Peter lanzó un gruñido, dejó la pipa a un lado y se frotó las manos.

—Dora —suspiró, y yo levanté la mirada—. No me gusta comentar las cuestiones del trabajo que corresponde al hombre entre estas cuatro paredes, y encima con mi esposa, pero me temo que no puedo ocultártelo más tiempo. —Hablaba por la nariz, como si se tragase las palabras que pronunciaba. Dejé mis agujas a un lado, y él asintió con reconocimiento—. Eres una buena esposa, y has sido de gran ayuda en el taller —volvió a coger la pipa y parpadeó—, pero tenemos problemas.

Sus ojos buscaron mi rostro para comprobar cómo reaccionaba, y finamente clavó la mirada en sus manos hinchadas. No esperaba verlo tan abatido. Mechones de cabellos grises poblaban su cabeza. Decidí que le dejaría hablar, y luego iría hacia él y le alisaría el pelo, incluso, si me dejaba, besaría su frente. Para lo que aspiraba a ser, Peter nunca iba bien arreglado.

—Yo... —Los sonidos de la húmeda ciudad de Londres crecieron a nuestro alrededor, como si intentasen ahogar la espantosa indecencia de un hombre a punto de llorar—. Ya no puedo seguir trabajando. —Peter hinchó el pecho y aspiró las lágrimas con fuerza. Tenía los labios rojos, húmedos y carnosos como los de un bebé, frunciéndose y haciendo pucheros bajo su bigote gris, como buscando algo que se encontraba debajo de su piel—. Me duelen las manos.
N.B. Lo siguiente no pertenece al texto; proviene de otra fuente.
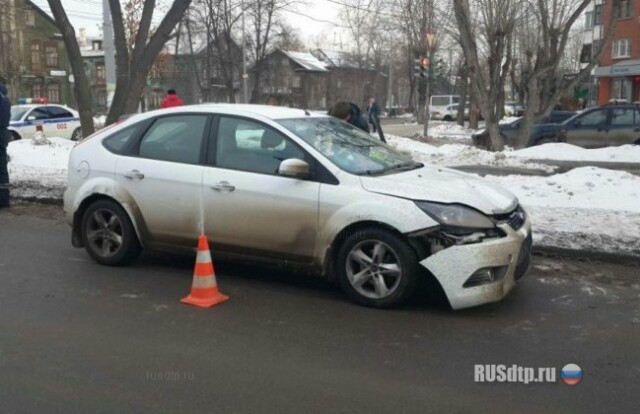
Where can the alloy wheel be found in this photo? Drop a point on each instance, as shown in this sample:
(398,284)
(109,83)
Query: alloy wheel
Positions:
(373,269)
(105,233)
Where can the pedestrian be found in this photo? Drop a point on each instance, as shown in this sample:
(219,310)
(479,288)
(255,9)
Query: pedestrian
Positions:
(374,113)
(171,100)
(5,116)
(349,112)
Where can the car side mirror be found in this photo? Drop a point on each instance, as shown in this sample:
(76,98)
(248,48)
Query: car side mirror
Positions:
(294,167)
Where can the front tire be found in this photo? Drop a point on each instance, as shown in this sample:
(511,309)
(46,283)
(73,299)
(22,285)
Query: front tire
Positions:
(77,134)
(108,235)
(377,268)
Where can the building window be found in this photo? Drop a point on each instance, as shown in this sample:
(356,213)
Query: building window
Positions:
(624,10)
(36,57)
(102,98)
(51,55)
(621,88)
(588,20)
(100,74)
(586,54)
(37,90)
(597,14)
(621,49)
(53,93)
(30,18)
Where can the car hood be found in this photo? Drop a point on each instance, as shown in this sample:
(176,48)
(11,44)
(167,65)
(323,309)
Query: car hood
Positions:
(442,185)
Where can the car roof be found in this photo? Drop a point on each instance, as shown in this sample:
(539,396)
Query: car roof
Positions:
(267,111)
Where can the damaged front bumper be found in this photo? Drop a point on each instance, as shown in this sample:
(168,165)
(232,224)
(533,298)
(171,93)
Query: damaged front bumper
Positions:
(479,273)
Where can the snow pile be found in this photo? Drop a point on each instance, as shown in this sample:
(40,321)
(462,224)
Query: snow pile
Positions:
(568,152)
(459,154)
(39,171)
(585,209)
(451,130)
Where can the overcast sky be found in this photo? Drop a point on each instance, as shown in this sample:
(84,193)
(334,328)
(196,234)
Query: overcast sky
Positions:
(316,18)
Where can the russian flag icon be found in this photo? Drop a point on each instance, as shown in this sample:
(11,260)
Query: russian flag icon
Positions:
(571,374)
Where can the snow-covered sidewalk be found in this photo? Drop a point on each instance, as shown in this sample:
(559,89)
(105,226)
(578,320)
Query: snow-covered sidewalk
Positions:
(527,158)
(586,208)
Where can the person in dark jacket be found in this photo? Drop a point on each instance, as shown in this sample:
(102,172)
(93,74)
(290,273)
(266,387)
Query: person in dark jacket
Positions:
(5,116)
(171,100)
(349,112)
(374,113)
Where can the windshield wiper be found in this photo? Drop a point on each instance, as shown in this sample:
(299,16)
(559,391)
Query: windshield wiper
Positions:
(398,167)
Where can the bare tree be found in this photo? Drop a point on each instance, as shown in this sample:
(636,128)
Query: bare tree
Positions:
(497,20)
(264,15)
(133,69)
(82,91)
(545,45)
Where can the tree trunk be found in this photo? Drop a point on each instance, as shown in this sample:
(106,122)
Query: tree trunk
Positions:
(81,89)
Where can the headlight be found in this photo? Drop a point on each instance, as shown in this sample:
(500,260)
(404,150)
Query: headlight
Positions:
(456,215)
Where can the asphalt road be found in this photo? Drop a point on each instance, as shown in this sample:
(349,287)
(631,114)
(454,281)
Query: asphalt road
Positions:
(76,337)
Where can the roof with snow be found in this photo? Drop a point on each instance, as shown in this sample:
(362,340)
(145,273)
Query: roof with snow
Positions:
(306,60)
(336,59)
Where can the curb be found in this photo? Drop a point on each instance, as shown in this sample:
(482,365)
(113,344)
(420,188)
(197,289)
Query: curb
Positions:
(586,255)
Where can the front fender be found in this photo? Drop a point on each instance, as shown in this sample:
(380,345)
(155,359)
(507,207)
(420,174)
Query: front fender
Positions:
(102,187)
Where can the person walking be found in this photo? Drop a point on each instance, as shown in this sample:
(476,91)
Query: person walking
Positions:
(374,113)
(171,100)
(5,116)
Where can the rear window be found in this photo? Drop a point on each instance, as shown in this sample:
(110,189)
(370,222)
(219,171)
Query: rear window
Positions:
(118,141)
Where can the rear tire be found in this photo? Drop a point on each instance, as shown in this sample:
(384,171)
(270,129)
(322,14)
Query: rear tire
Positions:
(108,235)
(377,268)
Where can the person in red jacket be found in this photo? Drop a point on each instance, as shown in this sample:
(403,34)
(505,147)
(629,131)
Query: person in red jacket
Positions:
(171,100)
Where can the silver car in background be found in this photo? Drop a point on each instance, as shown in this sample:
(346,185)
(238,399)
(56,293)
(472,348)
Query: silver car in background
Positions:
(284,186)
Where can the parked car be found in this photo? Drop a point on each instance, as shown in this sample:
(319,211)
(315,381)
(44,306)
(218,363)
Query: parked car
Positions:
(56,120)
(448,113)
(513,109)
(603,126)
(286,186)
(511,129)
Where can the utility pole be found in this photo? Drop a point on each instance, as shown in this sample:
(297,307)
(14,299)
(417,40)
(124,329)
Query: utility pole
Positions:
(109,51)
(430,39)
(245,77)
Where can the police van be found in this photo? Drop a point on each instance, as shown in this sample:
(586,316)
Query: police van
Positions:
(56,120)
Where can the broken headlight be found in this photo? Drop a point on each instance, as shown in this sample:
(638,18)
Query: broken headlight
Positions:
(456,216)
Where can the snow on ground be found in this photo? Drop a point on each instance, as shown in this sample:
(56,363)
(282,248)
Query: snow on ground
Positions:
(460,154)
(568,152)
(451,131)
(39,171)
(584,209)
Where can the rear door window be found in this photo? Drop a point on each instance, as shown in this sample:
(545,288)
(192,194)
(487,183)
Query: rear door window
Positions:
(176,138)
(621,117)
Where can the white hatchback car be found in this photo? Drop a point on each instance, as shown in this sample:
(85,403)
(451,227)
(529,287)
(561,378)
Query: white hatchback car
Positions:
(56,120)
(284,186)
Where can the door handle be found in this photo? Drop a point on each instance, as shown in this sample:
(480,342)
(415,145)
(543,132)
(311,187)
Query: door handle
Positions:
(134,174)
(223,186)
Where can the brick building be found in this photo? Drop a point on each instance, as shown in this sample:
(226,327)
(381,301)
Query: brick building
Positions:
(619,72)
(33,54)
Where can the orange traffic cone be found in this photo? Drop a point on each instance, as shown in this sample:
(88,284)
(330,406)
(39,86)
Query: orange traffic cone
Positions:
(204,290)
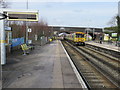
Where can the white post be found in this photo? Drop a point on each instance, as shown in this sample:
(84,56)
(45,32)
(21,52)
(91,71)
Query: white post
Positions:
(2,42)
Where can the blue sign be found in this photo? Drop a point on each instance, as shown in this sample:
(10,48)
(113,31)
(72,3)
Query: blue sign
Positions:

Hablaba como Lucinda cuando se caía, sólo que más grave.

—¿Quieres que llame al doctor Grimshaw? —pregunté—. Quizás es momento de que te hagan otro sangrado, o un enema para liberar tus entrañas.

Pero yo no quería invocar al doctor Grimshaw con su maletín negro, sus cuchillos y sus sanguijuelas. Podía mirar fijamente sus ojos maléficos y mostrarme tan imperturbable como una duquesa, pero por dentro temblaba temiendo que Lucinda tuviese uno de sus ataques en su presencia. Además, no teníamos dinero suficiente para una visita nocturna. Incluso durante el día nos costaría pagarla.